# Harness or Collar and lead



## Charliejo (Jan 22, 2015)

Hi, I can't decide if I should buy a harness or collar and lead for my pup. What have other people found works best? Any advice would be great.


----------



## JasperBlack (Sep 1, 2012)

I always used a collar and lead but recently after 2 years I decided to try a harness! I find it much better and feel more in control if jasper pulls. 


Sent from my iPhone using Tapatalk


----------



## 2ndhandgal (Aug 29, 2011)

I like a harness for a pup to take pressure off the throat while they are learning to walk nicely on the lead


----------



## Alinos (May 19, 2014)

Harness for my 10 month old. And I don't think I will ever do a collar. The sudden pulls on the leash when he see a squirrel or a bird on the ground have decided that for me. I do not think that , that kind of pressure on the neck would ever be good for him. 

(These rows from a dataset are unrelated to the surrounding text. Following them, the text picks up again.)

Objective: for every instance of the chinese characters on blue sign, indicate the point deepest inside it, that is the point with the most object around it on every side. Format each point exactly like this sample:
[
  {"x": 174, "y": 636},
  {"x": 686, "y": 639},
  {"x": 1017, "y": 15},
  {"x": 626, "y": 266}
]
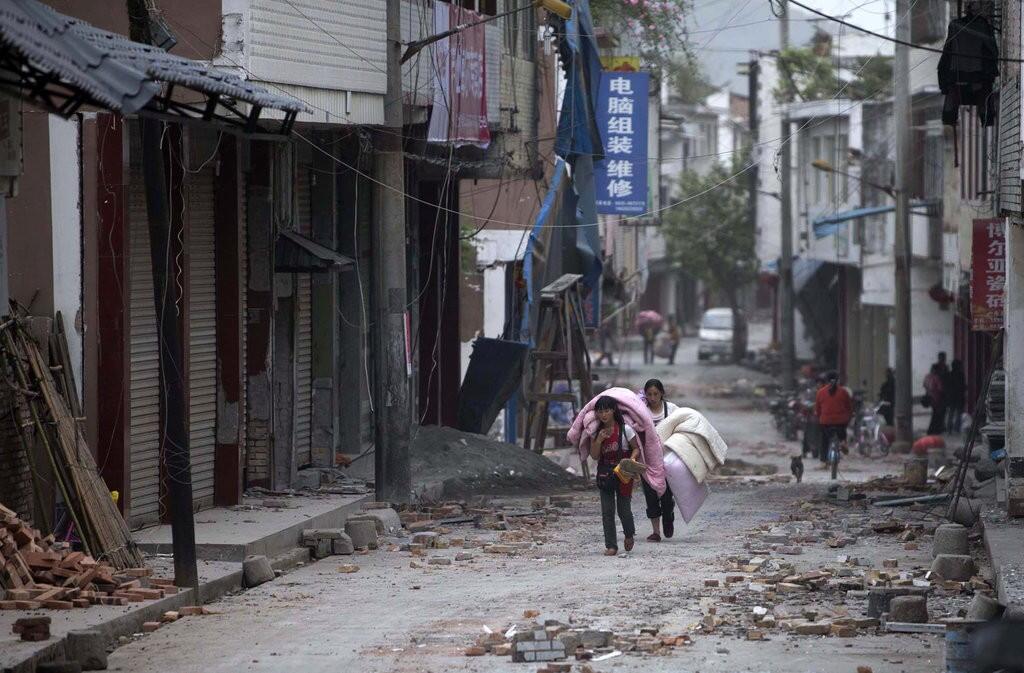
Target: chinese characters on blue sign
[{"x": 622, "y": 118}]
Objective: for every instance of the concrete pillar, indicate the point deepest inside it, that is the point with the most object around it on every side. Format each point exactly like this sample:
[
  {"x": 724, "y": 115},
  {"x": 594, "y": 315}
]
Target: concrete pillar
[
  {"x": 326, "y": 324},
  {"x": 1014, "y": 365}
]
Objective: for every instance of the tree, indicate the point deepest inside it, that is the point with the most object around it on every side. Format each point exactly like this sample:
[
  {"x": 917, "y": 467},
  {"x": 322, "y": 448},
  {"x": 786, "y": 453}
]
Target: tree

Sent from my iPhone using Tapatalk


----------



## Banditmyboy (Jan 12, 2015)

My almost 1 yr old wears a collar with tags always. He tends to escape so better safe then sorry. When he goes for walks he we as a regular harness. Its a personal preference


----------



## Alinos (May 19, 2014)

Banditmyboy said:


> My almost 1 yr old wears a collar with tags always. He tends to escape so better safe then sorry. When he goes for walks he we as a regular harness. Its a personal preference



Oh I totally agree with you. The collar is for his identification. When he needs to be on a leash , then it's through a harness and not the collar. 


Sent from my iPhone using Tapatalk


----------



## Datun Walnut (Oct 15, 2013)

I can only go by Poppy on this. At first we didn't like the harness as with the lead attachment being down her back, she had more of a chance to spin like an idiot while out on walks. The collar stopped this (mostly), When she calmed down, we found a harness that was made of stretchy material that was comfortable and we knew that checking her (if tried to jump up or run under a car) wouldn't hurt.


----------